Однако поразило меня не это. А татуировка на безвольно откинутой руке. Короткая строчка цифр на предплечье. Точно такую же я видел у моего дядьки…
Оксана всегда любила Львов. Она узнала, насколько он прекрасен в сравнении с другими городами, уже тогда, когда самые красивые здания были уничтожены немецкими и советскими бомбардировщиками. Однако даже в раннем детстве ей нравилось не торопясь бродить по тихой Стрыйской улице, глядя на готические шпили церквей и думая о разном.
В этом году она была счастлива вдвойне. Маме удалось устроить ее заниматься на фортепиано к профессору Барвинскому, только что приехавшему во Львов. До этого она занималась у старого еврея Гершензона, который неплохо играл, но совершенно не умел учить. При каждой ошибке маленькой ученицы он смешно потрясал пейсами и ругался по-еврейски высоким пронзительным голосом. Правда, Оксана дружила с дочкой Гершензона Алей, но это была единственная минорная нотка в смене учителя.
Конечно, музыке могла бы ее учить и мама – но и мама, и бабушка были убеждены, что учитель должен быть строг. А разве могла быть строгой ее милая и невероятно красивая мамочка?

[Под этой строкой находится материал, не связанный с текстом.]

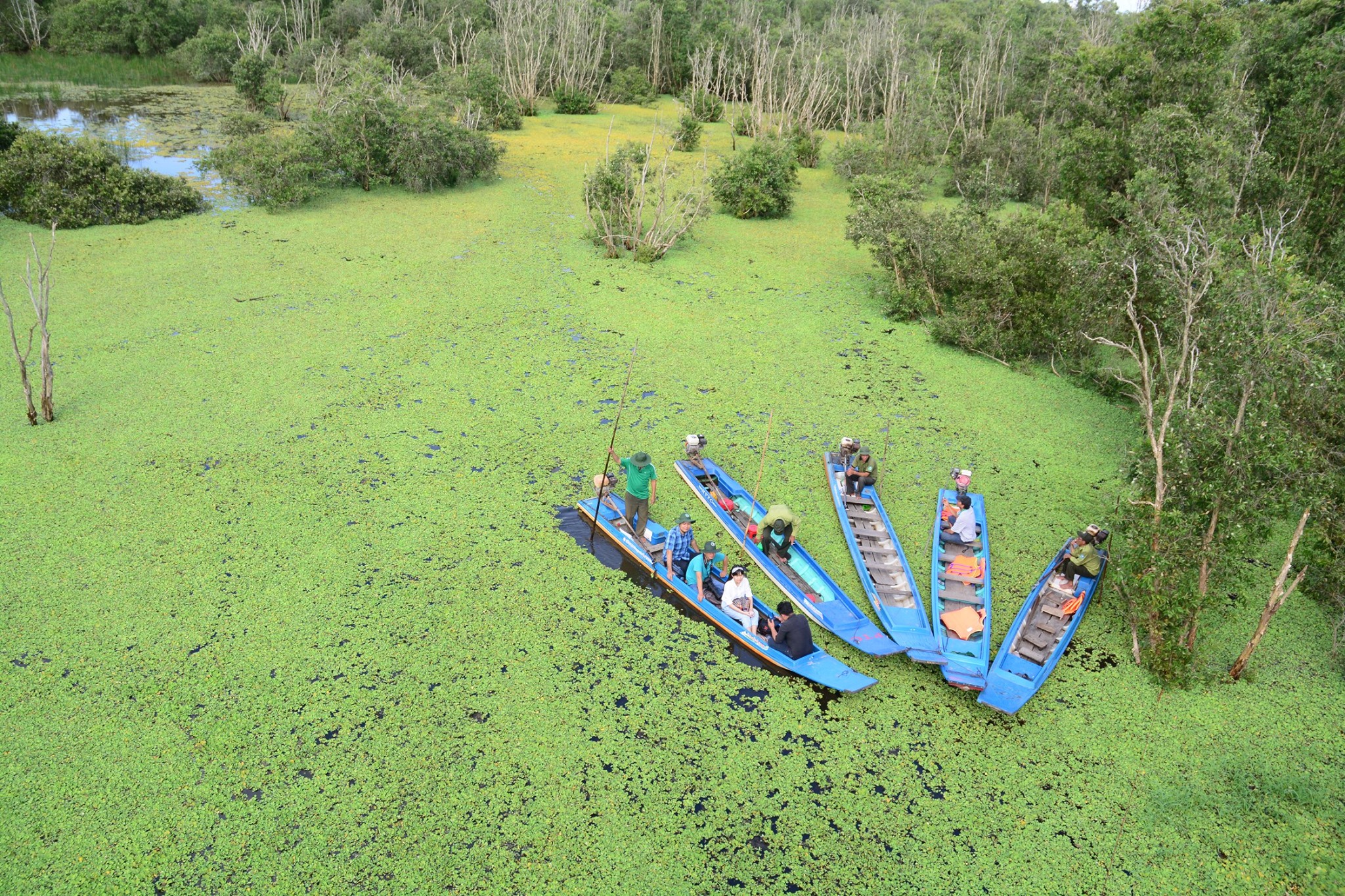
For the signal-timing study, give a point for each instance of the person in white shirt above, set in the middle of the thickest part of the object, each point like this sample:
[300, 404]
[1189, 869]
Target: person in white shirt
[963, 530]
[738, 599]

Второй радостью был ужасно стыдный секрет, который случился с ней в конце зимы. Такой стыдный, что она едва рассказала о нем мамочке – и была удивлена тем, что в ответ услышала поздравление. Теперь она с трудом привыкала к тому, что она уже девушка – и эта мысль наполняла ее гордостью и ощущением тайны. А болезненно набухшие бугорки на еще недавно плоской груди делали эту тайну все более реальной.
Впрочем, к дню рождения она уже освоилась с новой ролью, и даже по страшному-страшному секрету поведала о своем превращении Але. И была ужасно разочарована тем, что Аля, оказывается, уже прошла через это и даже знала еще кучу очень неприличных вещей про отношения мужчин и женщин. С горящими щеками Оксана слушала то, что Аля рассказывала ей про разные такие вещи, а потом долго плакала в своей уютной спальне, не в силах представить себе, как ЭТО делала ее мама, пусть даже и с ее папой…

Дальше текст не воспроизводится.